EL PASO, Texas (Border Report) – A North Carolina resident and two South Texas men are facing federal charges in connection with failed attempts to smuggle ammunition and cash to Mexico.

Jose Luis Torres, a naturalized U.S. citizen, was arrested at the Progreso, Texas, port of entry on June 3 after Mexican soldiers denied him entry into Mexico while driving his niece’s Cadillac CTS with appliances and several other boxes in the trunk.

His sudden return to U.S. soil in a vehicle bearing North Carolina license plates raised the suspicion of Customs and Border Protection officers. They sent him to a secondary inspection area where he told an officer he had four boxes of assorted-caliber ammunition in the trunk, documents filed in U.S. District Court for the Southern District of Texas show.

Torres told CBP his niece’s boyfriend had placed the boxes there. But when turned over to Homeland Security Investigations agents, he allegedly said he was paid $100 to deliver the 350 bullets to Mexico along with the car and the appliances.

He faces up to 10 years in prison on a federal charge of knowingly and unlawfully attempting to export goods from the United States.

In a separate case, CBP stopped a pair of South Texas men in a vehicle headed south to Mexico on the Brownsville & Matamoros international bridge in Cameron County, Texas.

A criminal complaint filed June 7 alleges Jesus Alejandro Soto and Jose Luis Vega were asked by a CBP officer if they were carrying firearms, ammunition, or more than $10,000 in cash and stated they were not.

An inspection of the vehicle, however, turned up 200 rounds of .380-caliber ammunition and several vacuum-sealed plastic bags containing $159,531 hidden inside the speaker-system panels, court records show.

In interviews with HSI agents, Vega allegedly said he knew about the money and ammo in the vehicle and that he would be paid 1 percent ($1,595) of the cash once he delivered it to an unnamed party in Mexico.
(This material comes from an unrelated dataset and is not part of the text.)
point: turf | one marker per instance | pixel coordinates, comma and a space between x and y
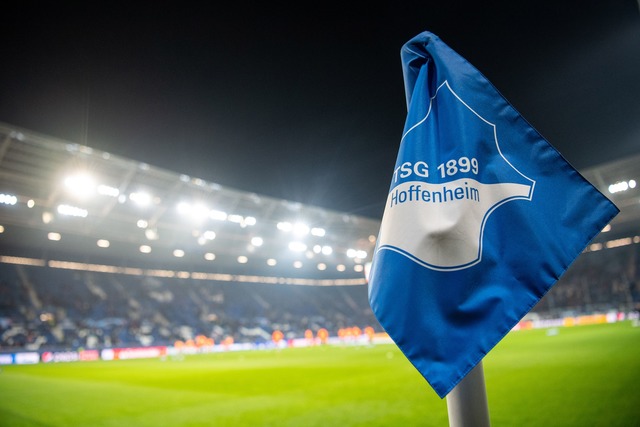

The complaint states Soto also allegedly admitted to taking cash over $10,000 out of the country without declaring it and doing so for financial gain.

Vega and Soto face one count each of conspiring to knowingly and unlawfully exporting goods from the United States and unlawfully attempting to transport currency over $10,000 out of the U.S.

The men were scheduled to appear at a detention hearing June 12 before U.S. Magistrate Judge Karen Betancourt in Brownsville.